AAA/CASCA Executive Program Committee
Executive Session - Oral Presentation Session
Maple Razsa (Colby College)
In 2016 Ahmed H. was tried for terrorism in Hungary. A Syrian accompanying his elderly parents to Europe, Ahmed was detained following protests by hundreds of refugees against the abrupt closure of the Hungarian-Serbian border. Central to the prosecution’s case, which alleged that Ahmed led a crowd of refugees to attack the Hungarian state, were photos of him holding a megaphone amid the tense, and eventually violent, standoff between immobilized refugees and well-armed riot police. This trial could certainly be interpreted as a key episode in recent campaigns to criminalize human mobility.

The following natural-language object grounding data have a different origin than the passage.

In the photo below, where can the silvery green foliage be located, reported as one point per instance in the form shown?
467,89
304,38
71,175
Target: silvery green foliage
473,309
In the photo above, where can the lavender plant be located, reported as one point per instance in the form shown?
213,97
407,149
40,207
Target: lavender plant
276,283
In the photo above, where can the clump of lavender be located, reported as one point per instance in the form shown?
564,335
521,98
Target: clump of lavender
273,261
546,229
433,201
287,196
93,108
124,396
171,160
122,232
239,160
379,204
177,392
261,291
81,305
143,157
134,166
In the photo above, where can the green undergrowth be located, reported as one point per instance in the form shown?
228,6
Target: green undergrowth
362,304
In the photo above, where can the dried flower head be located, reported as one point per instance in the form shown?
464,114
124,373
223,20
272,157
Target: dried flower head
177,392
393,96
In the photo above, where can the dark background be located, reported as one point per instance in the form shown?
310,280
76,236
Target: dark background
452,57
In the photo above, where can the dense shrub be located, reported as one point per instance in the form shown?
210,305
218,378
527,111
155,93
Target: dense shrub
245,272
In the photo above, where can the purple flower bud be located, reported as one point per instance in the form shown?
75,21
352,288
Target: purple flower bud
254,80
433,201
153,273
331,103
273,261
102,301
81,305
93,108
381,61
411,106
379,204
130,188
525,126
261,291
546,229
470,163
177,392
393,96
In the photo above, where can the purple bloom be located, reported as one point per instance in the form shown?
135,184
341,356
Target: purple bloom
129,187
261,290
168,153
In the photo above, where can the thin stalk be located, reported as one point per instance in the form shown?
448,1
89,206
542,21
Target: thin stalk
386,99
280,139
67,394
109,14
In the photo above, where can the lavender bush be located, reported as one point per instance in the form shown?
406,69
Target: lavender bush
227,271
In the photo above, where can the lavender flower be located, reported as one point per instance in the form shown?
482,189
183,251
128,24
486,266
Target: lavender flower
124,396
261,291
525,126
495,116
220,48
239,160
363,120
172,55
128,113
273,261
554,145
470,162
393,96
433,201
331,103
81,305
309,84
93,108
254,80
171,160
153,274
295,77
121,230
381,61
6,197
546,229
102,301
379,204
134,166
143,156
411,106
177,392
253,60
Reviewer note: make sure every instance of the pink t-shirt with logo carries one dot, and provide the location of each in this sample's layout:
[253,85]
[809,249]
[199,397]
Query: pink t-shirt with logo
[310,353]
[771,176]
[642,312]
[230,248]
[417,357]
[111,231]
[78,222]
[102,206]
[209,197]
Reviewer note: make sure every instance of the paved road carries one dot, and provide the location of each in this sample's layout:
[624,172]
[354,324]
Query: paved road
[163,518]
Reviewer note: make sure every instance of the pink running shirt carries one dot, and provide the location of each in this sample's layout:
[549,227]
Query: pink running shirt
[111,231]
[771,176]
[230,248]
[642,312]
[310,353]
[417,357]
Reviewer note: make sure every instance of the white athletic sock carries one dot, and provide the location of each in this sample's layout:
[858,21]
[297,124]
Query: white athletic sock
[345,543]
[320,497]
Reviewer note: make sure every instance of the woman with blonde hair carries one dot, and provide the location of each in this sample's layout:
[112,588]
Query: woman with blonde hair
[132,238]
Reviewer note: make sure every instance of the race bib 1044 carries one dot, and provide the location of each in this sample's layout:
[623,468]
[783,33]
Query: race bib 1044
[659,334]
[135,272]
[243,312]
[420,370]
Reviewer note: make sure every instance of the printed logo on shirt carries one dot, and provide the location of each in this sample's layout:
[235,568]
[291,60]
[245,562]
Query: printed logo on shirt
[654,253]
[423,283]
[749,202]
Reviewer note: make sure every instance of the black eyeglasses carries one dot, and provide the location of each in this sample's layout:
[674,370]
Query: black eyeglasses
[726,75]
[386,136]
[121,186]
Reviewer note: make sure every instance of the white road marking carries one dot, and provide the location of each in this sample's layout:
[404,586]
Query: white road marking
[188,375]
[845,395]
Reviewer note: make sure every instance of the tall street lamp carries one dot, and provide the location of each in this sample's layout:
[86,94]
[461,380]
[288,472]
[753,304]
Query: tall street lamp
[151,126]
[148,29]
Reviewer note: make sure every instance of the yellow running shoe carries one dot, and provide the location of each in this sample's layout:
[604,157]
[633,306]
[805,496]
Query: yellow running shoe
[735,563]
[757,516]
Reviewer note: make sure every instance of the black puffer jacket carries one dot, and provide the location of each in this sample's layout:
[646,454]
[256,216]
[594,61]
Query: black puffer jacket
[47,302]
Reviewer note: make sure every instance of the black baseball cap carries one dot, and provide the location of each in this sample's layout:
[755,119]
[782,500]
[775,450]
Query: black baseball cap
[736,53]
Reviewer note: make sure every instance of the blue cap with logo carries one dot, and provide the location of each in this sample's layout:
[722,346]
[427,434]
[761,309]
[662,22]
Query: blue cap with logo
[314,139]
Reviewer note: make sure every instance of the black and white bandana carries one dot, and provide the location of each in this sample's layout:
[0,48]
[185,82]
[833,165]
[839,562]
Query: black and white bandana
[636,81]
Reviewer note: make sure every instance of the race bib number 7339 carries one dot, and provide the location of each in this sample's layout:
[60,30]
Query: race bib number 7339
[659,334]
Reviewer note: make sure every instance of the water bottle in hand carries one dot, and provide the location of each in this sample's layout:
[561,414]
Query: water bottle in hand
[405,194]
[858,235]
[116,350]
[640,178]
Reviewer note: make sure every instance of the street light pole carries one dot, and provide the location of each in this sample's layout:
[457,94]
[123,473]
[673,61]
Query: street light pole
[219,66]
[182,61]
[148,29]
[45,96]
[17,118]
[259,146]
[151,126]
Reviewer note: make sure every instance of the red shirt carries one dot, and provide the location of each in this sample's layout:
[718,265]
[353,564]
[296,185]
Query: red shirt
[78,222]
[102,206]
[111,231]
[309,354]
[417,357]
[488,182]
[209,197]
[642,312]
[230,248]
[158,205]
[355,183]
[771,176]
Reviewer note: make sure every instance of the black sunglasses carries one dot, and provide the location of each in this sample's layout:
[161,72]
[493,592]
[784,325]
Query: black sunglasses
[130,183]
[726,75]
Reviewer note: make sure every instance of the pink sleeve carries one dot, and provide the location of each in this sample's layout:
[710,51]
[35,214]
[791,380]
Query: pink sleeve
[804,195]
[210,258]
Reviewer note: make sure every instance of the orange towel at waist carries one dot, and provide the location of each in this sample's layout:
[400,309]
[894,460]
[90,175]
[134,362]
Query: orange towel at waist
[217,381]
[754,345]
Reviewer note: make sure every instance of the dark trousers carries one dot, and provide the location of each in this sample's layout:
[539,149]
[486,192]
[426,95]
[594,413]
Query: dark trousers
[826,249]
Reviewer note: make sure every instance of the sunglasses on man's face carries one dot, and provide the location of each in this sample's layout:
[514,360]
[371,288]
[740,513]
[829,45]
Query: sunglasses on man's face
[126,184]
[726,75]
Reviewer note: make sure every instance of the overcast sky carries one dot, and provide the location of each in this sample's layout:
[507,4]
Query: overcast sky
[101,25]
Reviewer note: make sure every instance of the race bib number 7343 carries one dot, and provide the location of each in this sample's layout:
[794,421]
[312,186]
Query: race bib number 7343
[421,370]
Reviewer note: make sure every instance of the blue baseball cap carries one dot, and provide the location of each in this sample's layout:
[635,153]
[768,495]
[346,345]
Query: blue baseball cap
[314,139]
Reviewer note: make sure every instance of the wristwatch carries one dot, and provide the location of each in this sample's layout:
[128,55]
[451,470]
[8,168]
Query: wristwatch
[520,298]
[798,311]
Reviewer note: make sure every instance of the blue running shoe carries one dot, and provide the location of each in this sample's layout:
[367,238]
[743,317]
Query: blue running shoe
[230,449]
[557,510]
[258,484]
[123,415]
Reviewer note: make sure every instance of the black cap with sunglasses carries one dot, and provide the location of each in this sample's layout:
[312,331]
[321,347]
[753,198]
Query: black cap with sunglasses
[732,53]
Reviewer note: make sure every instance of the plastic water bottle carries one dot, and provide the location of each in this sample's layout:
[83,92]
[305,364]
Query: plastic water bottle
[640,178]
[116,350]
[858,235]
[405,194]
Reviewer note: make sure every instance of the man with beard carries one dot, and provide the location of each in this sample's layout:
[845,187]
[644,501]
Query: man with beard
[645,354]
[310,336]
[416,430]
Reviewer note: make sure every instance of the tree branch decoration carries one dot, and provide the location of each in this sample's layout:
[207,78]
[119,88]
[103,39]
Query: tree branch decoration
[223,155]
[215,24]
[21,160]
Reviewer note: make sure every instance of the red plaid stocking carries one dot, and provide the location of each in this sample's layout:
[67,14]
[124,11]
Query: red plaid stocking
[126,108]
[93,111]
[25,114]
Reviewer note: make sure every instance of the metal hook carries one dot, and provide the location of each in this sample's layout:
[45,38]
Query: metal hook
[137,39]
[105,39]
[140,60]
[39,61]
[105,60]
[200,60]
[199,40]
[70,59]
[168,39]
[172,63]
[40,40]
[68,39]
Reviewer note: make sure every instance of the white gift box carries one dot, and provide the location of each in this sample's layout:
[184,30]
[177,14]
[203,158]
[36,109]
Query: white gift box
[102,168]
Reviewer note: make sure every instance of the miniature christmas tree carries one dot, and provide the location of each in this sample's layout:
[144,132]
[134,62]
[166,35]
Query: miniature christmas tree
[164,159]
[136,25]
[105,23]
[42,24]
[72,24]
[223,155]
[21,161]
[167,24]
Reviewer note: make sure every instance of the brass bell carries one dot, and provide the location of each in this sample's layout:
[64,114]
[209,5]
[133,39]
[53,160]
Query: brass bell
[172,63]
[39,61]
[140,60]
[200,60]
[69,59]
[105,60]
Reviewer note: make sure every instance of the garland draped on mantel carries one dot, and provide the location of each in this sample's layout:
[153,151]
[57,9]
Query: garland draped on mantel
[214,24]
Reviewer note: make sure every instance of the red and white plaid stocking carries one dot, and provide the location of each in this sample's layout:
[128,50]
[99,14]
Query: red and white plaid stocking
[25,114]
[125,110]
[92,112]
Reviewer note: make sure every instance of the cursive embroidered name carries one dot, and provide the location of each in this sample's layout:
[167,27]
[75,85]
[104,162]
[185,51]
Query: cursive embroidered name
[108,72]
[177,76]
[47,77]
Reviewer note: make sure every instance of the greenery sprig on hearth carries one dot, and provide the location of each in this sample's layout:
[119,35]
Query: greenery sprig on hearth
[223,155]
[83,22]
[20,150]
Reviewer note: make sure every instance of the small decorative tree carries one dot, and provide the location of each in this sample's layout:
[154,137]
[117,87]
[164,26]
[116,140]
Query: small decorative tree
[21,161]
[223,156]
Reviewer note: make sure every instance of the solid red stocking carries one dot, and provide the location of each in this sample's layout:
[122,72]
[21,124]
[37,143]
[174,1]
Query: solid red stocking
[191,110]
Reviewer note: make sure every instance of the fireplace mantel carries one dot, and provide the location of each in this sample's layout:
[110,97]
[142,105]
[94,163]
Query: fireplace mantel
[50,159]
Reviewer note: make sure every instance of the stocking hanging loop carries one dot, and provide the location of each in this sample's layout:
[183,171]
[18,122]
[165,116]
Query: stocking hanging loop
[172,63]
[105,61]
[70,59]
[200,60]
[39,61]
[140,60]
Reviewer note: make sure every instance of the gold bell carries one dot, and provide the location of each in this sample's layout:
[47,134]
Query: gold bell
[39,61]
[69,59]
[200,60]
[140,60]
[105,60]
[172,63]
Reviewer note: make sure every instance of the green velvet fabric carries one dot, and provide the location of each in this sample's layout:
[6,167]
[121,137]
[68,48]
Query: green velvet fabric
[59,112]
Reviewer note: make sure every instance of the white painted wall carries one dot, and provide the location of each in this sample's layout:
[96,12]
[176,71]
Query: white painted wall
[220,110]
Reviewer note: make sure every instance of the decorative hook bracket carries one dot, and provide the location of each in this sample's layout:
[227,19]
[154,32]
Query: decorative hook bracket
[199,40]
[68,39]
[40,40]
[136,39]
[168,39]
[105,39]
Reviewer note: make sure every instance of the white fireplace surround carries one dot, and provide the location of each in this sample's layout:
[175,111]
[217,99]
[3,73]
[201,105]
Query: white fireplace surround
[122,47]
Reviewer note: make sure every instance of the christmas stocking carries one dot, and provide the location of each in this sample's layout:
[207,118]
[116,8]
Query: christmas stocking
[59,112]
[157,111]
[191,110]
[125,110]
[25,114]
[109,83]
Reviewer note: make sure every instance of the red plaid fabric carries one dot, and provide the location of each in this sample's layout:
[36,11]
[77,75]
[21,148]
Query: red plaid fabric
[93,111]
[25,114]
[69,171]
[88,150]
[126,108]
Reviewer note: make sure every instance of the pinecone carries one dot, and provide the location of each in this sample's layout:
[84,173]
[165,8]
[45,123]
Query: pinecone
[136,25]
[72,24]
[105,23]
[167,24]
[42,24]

Ahmed’s conviction and eleven-year sentence do affirm the policies of the Orban regime, including its Trump-endorsed southern border wall. But the prosecution also offers an opportunity to ask questions central to this panel’s reconsideration of the politics of movements against borders, in both senses of the phrase. The events that came to be known as the “Röszke Riots” took place at the intersection of the multiple journeys of people on the move together with those who protested and demanded “open borders” when they found themselves immobilized. Drawing on years of fieldwork along the Balkan Route, we ask, who did Ahmed address with the megaphone? What kind of assemblies (Butler 2015; Hardt and Negri 2017) happened along the route and at Röszke? Who, in other words, is the collective subject of these movements? Do we have the conceptual tools, or the political imagination, to recognize this more plural political subject formed en route?